Report says Kentucky laws could put installment loan borrowers at risk

New research reveals Kentucky law puts those who take out installment loans at risk. The Pew Charitable Trust is calling for more protection and transparency for borrowers. This type of loan has not been studied as much as payday loans so far.

Kentucky payday lenders can charge average interest rates of 469%, and while installment loans cost less, they come with other risky features. The study shows that origination fees and expensive credit insurance drive up the cost of installment loans.

Alex Horowitz is a senior consumer finance executive with the Pew Charitable Trust. He said Kentucky should move away from payday loans while improving regulation of installment loans.
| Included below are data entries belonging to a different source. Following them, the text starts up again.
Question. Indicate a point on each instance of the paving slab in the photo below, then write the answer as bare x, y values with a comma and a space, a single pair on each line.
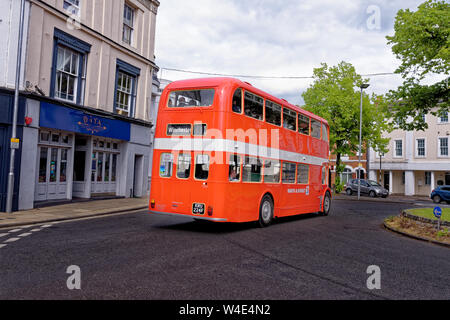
71, 211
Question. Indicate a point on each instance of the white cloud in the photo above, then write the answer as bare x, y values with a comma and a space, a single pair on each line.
276, 38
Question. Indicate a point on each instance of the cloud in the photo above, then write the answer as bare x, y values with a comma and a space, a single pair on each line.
278, 38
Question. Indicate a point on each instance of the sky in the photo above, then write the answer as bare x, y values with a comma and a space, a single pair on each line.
278, 38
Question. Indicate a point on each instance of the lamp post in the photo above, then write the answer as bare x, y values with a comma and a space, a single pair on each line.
13, 147
363, 86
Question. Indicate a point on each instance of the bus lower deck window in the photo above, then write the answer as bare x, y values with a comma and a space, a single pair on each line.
253, 106
237, 101
288, 172
271, 171
303, 174
202, 167
251, 171
234, 171
166, 165
184, 166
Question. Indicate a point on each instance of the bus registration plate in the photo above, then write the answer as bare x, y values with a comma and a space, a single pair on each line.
198, 208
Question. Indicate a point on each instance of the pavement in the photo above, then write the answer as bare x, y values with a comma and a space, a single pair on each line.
94, 208
71, 211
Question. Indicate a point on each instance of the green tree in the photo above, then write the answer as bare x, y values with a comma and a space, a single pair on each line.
335, 96
421, 41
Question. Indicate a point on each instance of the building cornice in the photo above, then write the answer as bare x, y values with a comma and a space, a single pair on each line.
93, 111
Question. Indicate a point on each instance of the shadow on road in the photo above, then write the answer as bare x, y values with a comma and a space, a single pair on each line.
203, 226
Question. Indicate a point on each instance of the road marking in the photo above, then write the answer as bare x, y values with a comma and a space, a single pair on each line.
24, 235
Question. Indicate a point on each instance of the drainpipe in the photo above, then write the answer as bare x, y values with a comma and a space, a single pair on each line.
14, 145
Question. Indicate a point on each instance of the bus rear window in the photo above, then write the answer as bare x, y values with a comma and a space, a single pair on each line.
191, 98
202, 167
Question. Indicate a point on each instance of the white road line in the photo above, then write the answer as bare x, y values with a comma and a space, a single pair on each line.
24, 235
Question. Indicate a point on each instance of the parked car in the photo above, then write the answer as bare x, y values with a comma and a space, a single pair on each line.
369, 187
441, 193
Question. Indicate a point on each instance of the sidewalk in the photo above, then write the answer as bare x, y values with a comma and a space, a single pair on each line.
391, 198
71, 211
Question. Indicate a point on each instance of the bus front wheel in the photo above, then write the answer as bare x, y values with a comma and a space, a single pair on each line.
266, 211
326, 205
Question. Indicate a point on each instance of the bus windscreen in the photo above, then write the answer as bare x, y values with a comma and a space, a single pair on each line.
191, 98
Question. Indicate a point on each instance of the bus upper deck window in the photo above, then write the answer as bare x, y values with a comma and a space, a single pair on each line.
184, 166
234, 172
324, 132
237, 101
315, 129
253, 106
191, 98
166, 165
273, 113
202, 167
303, 124
289, 119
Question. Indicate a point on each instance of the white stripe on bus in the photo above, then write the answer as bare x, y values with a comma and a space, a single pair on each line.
230, 146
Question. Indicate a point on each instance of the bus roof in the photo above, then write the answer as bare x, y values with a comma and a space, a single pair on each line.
224, 81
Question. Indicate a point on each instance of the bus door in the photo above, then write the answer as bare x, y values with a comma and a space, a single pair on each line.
199, 189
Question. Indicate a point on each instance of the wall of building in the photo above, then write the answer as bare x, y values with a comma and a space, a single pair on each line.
9, 29
106, 20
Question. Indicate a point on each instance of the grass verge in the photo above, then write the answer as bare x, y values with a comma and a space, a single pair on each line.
419, 229
428, 213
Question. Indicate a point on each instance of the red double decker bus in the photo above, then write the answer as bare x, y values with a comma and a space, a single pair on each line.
225, 151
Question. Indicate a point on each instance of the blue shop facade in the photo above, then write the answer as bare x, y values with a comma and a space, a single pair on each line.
70, 152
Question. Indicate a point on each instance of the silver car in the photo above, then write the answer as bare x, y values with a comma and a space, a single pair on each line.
369, 187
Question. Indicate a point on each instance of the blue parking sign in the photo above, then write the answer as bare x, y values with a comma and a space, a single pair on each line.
437, 212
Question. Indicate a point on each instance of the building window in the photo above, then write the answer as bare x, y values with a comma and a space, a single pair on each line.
72, 6
443, 117
443, 147
398, 148
420, 148
125, 93
427, 178
128, 23
69, 68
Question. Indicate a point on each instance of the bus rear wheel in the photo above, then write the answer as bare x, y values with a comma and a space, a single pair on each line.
266, 211
326, 205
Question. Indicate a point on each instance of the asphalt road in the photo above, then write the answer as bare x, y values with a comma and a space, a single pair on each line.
142, 256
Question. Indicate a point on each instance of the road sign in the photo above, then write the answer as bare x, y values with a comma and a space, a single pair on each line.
437, 212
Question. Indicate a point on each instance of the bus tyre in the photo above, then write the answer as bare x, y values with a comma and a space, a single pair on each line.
326, 205
266, 211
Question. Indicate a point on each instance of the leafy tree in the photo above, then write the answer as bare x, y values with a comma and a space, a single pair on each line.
336, 97
421, 41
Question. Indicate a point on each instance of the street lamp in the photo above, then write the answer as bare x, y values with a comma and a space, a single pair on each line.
363, 86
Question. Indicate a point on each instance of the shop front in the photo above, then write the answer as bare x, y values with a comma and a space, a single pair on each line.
79, 153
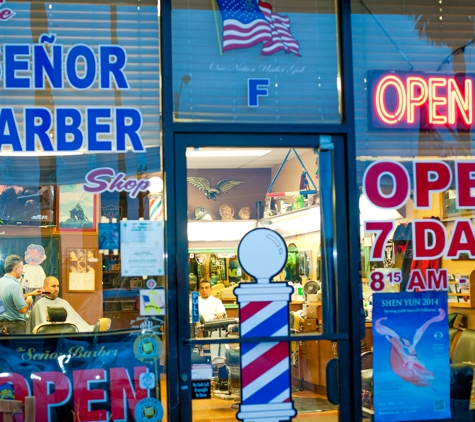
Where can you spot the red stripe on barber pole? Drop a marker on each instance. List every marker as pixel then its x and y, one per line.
pixel 265 362
pixel 250 309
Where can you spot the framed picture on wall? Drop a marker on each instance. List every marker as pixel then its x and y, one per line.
pixel 82 266
pixel 76 210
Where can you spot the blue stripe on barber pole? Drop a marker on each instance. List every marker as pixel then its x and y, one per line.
pixel 274 387
pixel 274 322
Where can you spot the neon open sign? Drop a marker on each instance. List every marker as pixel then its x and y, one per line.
pixel 408 100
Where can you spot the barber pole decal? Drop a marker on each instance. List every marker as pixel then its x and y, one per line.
pixel 265 366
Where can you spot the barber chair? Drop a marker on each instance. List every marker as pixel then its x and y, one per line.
pixel 56 317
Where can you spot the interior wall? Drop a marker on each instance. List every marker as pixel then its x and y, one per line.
pixel 289 177
pixel 254 188
pixel 87 304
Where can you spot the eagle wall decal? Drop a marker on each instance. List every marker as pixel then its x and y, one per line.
pixel 223 186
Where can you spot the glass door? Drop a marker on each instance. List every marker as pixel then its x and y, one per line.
pixel 263 281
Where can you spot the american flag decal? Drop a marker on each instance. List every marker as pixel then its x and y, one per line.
pixel 250 22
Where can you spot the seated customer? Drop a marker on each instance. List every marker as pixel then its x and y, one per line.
pixel 50 292
pixel 210 307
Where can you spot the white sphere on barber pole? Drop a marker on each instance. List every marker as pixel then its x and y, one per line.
pixel 262 253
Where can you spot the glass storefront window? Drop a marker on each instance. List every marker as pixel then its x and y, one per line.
pixel 81 210
pixel 414 128
pixel 255 62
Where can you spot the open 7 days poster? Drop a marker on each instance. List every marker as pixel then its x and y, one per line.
pixel 411 356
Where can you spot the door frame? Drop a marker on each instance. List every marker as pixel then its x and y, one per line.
pixel 348 328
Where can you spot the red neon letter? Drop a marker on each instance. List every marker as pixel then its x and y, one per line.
pixel 121 389
pixel 83 396
pixel 429 176
pixel 436 101
pixel 382 229
pixel 385 115
pixel 414 85
pixel 465 184
pixel 416 281
pixel 425 247
pixel 372 181
pixel 464 105
pixel 21 388
pixel 51 389
pixel 462 239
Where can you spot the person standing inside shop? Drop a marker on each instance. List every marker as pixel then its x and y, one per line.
pixel 210 307
pixel 15 304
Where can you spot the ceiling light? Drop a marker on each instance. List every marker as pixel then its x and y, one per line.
pixel 227 153
pixel 39 153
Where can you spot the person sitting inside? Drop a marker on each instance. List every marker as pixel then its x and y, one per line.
pixel 210 307
pixel 50 298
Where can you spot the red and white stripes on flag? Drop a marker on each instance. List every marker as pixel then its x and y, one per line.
pixel 282 38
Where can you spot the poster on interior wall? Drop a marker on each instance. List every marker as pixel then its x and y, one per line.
pixel 411 367
pixel 141 246
pixel 85 378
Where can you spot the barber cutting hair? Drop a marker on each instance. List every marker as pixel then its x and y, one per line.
pixel 15 304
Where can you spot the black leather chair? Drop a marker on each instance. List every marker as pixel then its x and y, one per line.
pixel 56 317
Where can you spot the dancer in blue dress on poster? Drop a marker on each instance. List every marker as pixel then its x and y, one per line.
pixel 403 356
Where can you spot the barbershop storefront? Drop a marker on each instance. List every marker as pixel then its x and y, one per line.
pixel 237 210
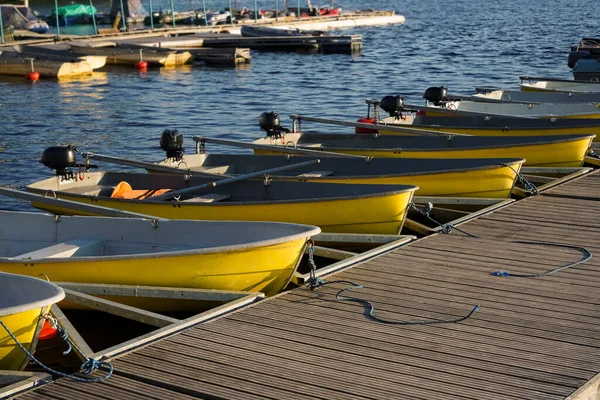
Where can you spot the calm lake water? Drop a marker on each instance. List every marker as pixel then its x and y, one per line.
pixel 460 44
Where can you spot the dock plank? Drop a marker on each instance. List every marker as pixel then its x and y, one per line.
pixel 532 338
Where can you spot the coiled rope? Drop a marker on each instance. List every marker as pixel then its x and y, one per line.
pixel 89 365
pixel 316 283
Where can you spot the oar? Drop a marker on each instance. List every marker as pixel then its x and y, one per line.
pixel 275 148
pixel 73 205
pixel 175 193
pixel 385 126
pixel 146 165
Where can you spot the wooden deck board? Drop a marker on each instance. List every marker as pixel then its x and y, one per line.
pixel 532 338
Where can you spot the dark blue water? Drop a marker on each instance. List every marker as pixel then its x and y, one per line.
pixel 460 44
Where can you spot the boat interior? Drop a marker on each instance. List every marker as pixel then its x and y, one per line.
pixel 338 167
pixel 142 187
pixel 37 236
pixel 21 293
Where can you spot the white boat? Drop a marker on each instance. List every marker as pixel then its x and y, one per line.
pixel 219 255
pixel 558 85
pixel 517 96
pixel 23 301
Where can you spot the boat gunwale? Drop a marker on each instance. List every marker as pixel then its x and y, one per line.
pixel 578 123
pixel 388 192
pixel 310 230
pixel 58 295
pixel 573 138
pixel 488 166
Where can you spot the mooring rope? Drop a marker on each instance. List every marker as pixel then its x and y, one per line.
pixel 587 255
pixel 89 365
pixel 316 283
pixel 446 228
pixel 530 187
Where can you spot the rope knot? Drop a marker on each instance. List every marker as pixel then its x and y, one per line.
pixel 89 366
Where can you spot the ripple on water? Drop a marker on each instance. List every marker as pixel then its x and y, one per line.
pixel 460 44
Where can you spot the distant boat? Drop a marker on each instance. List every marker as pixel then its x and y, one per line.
pixel 262 31
pixel 533 84
pixel 587 70
pixel 22 18
pixel 73 14
pixel 12 63
pixel 536 97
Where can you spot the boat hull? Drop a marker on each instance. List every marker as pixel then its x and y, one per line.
pixel 503 131
pixel 447 179
pixel 486 183
pixel 266 269
pixel 561 153
pixel 24 326
pixel 381 214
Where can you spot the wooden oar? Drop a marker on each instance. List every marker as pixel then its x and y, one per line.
pixel 384 126
pixel 275 148
pixel 147 165
pixel 193 189
pixel 73 205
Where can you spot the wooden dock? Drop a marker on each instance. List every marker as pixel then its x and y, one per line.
pixel 532 338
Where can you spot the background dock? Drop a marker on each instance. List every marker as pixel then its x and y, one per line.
pixel 532 338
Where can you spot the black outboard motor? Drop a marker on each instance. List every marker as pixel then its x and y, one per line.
pixel 59 158
pixel 437 95
pixel 171 141
pixel 270 123
pixel 575 56
pixel 392 105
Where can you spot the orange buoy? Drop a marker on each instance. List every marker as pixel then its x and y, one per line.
pixel 141 65
pixel 365 121
pixel 47 331
pixel 33 76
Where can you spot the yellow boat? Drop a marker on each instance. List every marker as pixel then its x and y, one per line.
pixel 495 125
pixel 23 300
pixel 549 151
pixel 487 178
pixel 331 207
pixel 220 255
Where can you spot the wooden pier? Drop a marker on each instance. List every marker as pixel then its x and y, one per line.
pixel 532 338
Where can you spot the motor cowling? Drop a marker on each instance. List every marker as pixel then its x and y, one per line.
pixel 171 141
pixel 436 95
pixel 365 130
pixel 271 124
pixel 59 158
pixel 392 105
pixel 575 56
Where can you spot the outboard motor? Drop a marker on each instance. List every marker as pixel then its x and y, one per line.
pixel 392 105
pixel 575 56
pixel 59 158
pixel 437 95
pixel 171 141
pixel 270 123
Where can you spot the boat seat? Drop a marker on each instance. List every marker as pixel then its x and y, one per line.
pixel 79 247
pixel 216 169
pixel 208 198
pixel 315 174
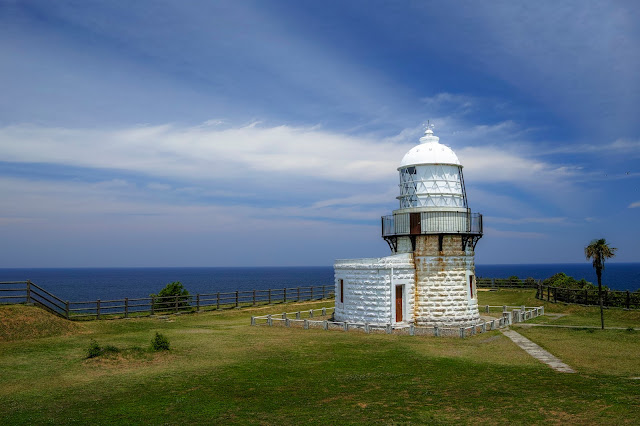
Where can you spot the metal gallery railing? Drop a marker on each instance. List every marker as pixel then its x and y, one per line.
pixel 436 222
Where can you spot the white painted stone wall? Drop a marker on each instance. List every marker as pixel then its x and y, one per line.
pixel 369 288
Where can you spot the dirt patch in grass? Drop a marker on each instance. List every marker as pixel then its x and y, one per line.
pixel 20 322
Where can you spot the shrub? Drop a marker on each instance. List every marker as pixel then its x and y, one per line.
pixel 172 296
pixel 94 349
pixel 562 280
pixel 160 342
Horowitz used Ohio as an example of a state that has reduced risk for subprime borrowers or people with low credit scores.

“Ohio recently changed its state law to reform payday loans and make them operate as installment loans where borrowers repay in affordable installments. Kentucky hasn’t done that yet,” he said.

Horowitz said if payday loans were to exist, they needed collateral. He said payday lenders got special treatment in Kentucky and don’t have to meet state interest level limits. Horowitz said there isn’t much research on installment loans, but about 10 million Americans use these loans each year. Pew found that two-thirds of all installment loans are refinances of existing loans.